Met de rechtbank wordt geoordeeld dat het Uwv terecht de WIA-aanvraag van appellant heeft afgewezen, omdat hij de wachttijd van 104 weken niet heeft volgemaakt, aangezien hij vanaf 28 november 2011 niet ongeschikt was te achten voor zijn arbeid. Omdat appellant pas in oktober 2014 zijn WIA-aanvraag heeft gedaan heeft het Uwv retrospectief moeten beoordelen of appellant met zijn rugbeperkingen in staat was in de genoemde periode zijn functie uit te oefenen. Appellant is in verband daarmee op 13 mei 2015 gezien op een spreekuur van een verzekeringsarts bezwaar en beroep, die bij zijn beoordeling ook de resultaten van de door een verzekeringsarts in verband met de ZW-beslissing verrichte onderzoeken op 30 oktober 2014 en 26 maart 2015 heeft betrokken. Bij zijn beoordeling heeft de verzekeringsarts bezwaar en beroep tevens de informatie van de bedrijfsarts, van Tigra en van de behandelend orthopedisch chirurg van appellant betrokken. Op grond van dit zorgvuldige onderzoek heeft de verzekeringsarts bezwaar en beroep overtuigend geconcludeerd dat er geen aanknopingspunten zijn voor de aanname dat appellant op en na
28 november 2011 wegens zijn rugbeperkingen niet in staat was om zijn functie uit te oefenen. Daarbij is tevens van belang dat uit de beschikbare informatie over de re-integratie van appellant bij zijn werkgever is gebleken, dat de bedrijfsarts op 24 oktober 2011 van mening was dat appellant zijn functie weer volledig zou moeten kunnen uitoefenen. Uit de informatie van Groot kan worden afgeleid dat appellant een ernstige rugafwijking heeft en forse rugbeperkingen, maar tevens dat zijn rug wel belast kan worden als met die beperkingen rekening wordt gehouden. Het Uwv heeft voldoende gemotiveerd dat uit de omschrijving van de werkzaamheden van appellant zoals hij die destijds verrichtte in zijn functie, blijkt dat hij voldoende gelegenheid had om zich regelmatig te vertreden. Dat is zeker mogelijk na een uur zitten, maar er is geen reden om aan te nemen dat dat niet vaker zou kunnen.

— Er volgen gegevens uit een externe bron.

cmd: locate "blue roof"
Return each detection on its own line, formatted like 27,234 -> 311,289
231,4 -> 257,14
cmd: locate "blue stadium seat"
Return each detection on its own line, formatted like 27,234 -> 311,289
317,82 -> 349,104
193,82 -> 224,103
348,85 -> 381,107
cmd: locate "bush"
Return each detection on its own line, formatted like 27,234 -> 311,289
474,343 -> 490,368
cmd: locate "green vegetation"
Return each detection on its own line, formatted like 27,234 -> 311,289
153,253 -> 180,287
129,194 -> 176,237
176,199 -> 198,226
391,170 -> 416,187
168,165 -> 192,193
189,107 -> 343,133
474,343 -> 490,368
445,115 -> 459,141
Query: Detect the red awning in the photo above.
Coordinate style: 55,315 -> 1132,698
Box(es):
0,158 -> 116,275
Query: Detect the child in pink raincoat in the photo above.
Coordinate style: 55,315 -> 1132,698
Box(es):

De beëindiging van de ZW-uitkering
4.3.1.
Op grond van artikel 19, eerste en vierde lid, van de ZW heeft een verzekerde bij ongeschiktheid tot het verrichten van zijn arbeid als rechtstreeks en objectief medisch vast te stellen gevolg van ziekte of gebreken, recht op ziekengeld. Volgens vaste rechtspraak van de Raad wordt onder “zijn arbeid” verstaan de laatstelijk voor de ziekmelding verrichte arbeid. Op grond van artikel 19, vijfde lid, van de ZW wordt voor een verzekerde die geen werkgever heeft onder ongeschiktheid tot het verrichten van zijn arbeid verstaan: ongeschiktheid tot het verrichten van werkzaamheden die bij een soortgelijke werkgever gewoonlijk kenmerkend zijn voor zijn arbeid.
4.3.2.
Appellant heeft aangevoerd dat hij als gevolg van zijn rugklachten op 31 maart 2015 niet in staat was de werkzaamheden te verrichten behorende bij zijn functie van port controller en dat zijn ZW-uitkering ten onrechte per die datum is beëindigd. Appellant heeft gesteld dat zijn rugklachten op die datum vergelijkbaar waren met zijn rugklachten in november 2011 en dat zijn functie onvoldoende vertredingsmogelijkheden bood. Appellant heeft verwezen naar dezelfde informatie als ten aanzien van de WIA-beoordeling.
4.3.3.
Het Uwv is van oordeel dat op grond van de verrichte onderzoeken en met inachtneming van de voorhanden informatie van Groot en Albers, appellant per 31 maart 2015 in staat moest worden geacht zijn functie uit te oefenen.
4.3.4.
Met de rechtbank wordt geoordeeld dat het Uwv terecht heeft vastgesteld dat appellant per 31 maart 2015 geen recht meer had op een ZW-uitkering, omdat hij per die datum in staat moest worden geacht zijn functie van port controller uit te oefenen. De verzekeringsartsen hebben zorgvuldig onderzoek verricht, alle beschikbare relevante informatie bij de beoordeling betrokken en overtuigend gemotiveerd, mede gelet op de in hoger beroep overgelegde beschrijving van de werkzaamheden van appellant, dat hij gelegenheid moet hebben gehad in zijn functie voldoende te vertreden. Verwezen wordt naar wat hierover in 4.2.4 is overwogen, nu zijn rugbeperkingen, zoals appellant heeft verteld, op de beide relevante data vergelijkbaar waren.
4.4.
Nu de verzekeringsartsen voldoende hebben gemotiveerd dat uit de beschikbare informatie van Groot en Albers volgt dat appellant op de genoemde data in staat moest worden geacht zijn werkzaamheden als port controller te verrichten, is er geen twijfel aan de juistheid van het medisch oordeel en wordt geen aanleiding gezien een deskundige om advies te vragen.
4.5.
Uit wat in 4.1 tot en met 4.4 is overwogen volgt dat de hoger beroepen van appellant niet slagen. Verder wordt geconcludeerd dat het Uwv pas in hoger beroep door het overleggen van een adequate beschrijving van de voormalige functie van appellant de bestreden besluiten van een in alle opzichten deugdelijke motivering heeft voorzien. Omdat aannemelijk is dat appellant daardoor niet is benadeeld ziet de Raad aanleiding, met toepassing van artikel 6:22 van de Algemene wet bestuursrecht, de bestreden besluiten in stand te laten. De aangevallen uitspraken moeten worden bevestigd.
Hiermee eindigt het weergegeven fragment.